ECLI:NL:RBNHO:2021:7063

Rechtbank Noord-Holland

Datum uitspraak
24 augustus 2021
Publicatiedatum
23 augustus 2021
Zaaknummer
C/15/316253 / FA RK 21-2329
Instantie
Rechtbank Noord-Holland
Type
Uitspraak
Rechtsgebied
Civiel recht; Personen- en familierecht
Procedures
  • Eerste aanleg - enkelvoudig
Rechters
Vindplaatsen
  • Rechtspraak.nl
AI samenvatting door LexboostAutomatisch gegenereerd

Afwijzing verzoek om vervangende toestemming voor verhuizing van een minderjarige

In deze zaak heeft de rechtbank Noord-Holland op 24 augustus 2021 uitspraak gedaan in een verzoek van de moeder om vervangende toestemming te verlenen voor verhuizing met haar minderjarige kind naar een andere plaats. De moeder, bijgestaan door haar advocaat mr. M.A.M. Ansink, verzocht om toestemming om met haar kind naar [plaats] te verhuizen en hem in te schrijven op een basisschool aldaar. De vader, vertegenwoordigd door mr. B. Beekman, verzet zich tegen deze verhuizing, stellende dat dit niet in het belang van het kind is en dat het de bestaande zorgregeling ernstig zou verstoren.

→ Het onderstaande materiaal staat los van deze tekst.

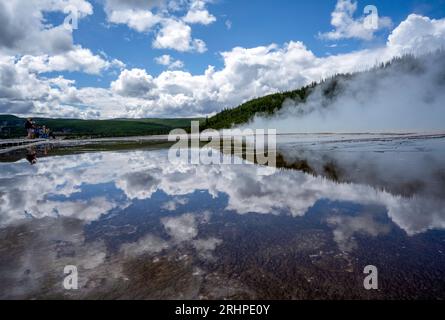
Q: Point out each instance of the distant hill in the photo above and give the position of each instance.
(268, 105)
(13, 127)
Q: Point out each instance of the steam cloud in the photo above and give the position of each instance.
(406, 96)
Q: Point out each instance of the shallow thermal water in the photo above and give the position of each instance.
(139, 226)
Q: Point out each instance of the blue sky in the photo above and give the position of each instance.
(110, 65)
(253, 23)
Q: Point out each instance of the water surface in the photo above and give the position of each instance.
(138, 226)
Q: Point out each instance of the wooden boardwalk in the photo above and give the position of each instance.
(9, 145)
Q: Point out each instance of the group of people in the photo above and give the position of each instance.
(36, 132)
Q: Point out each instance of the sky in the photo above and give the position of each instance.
(183, 58)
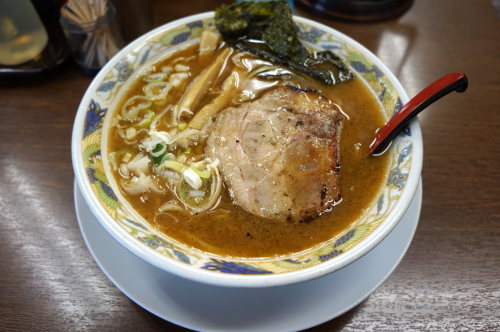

De rechtbank heeft de feiten en omstandigheden van de zaak zorgvuldig afgewogen. De ouders zijn gezamenlijk belast met het gezag over hun minderjarige kind, dat bij de moeder woont. De rechtbank heeft vastgesteld dat de verhuizing een aanzienlijke impact zou hebben op de zorgregeling en het contact tussen het kind en de vader. De afstand van 125 kilometer zou de uitvoering van de zorgregeling bemoeilijken en de mogelijkheid voor de vader om betrokken te blijven in het leven van zijn kind aanzienlijk verminderen.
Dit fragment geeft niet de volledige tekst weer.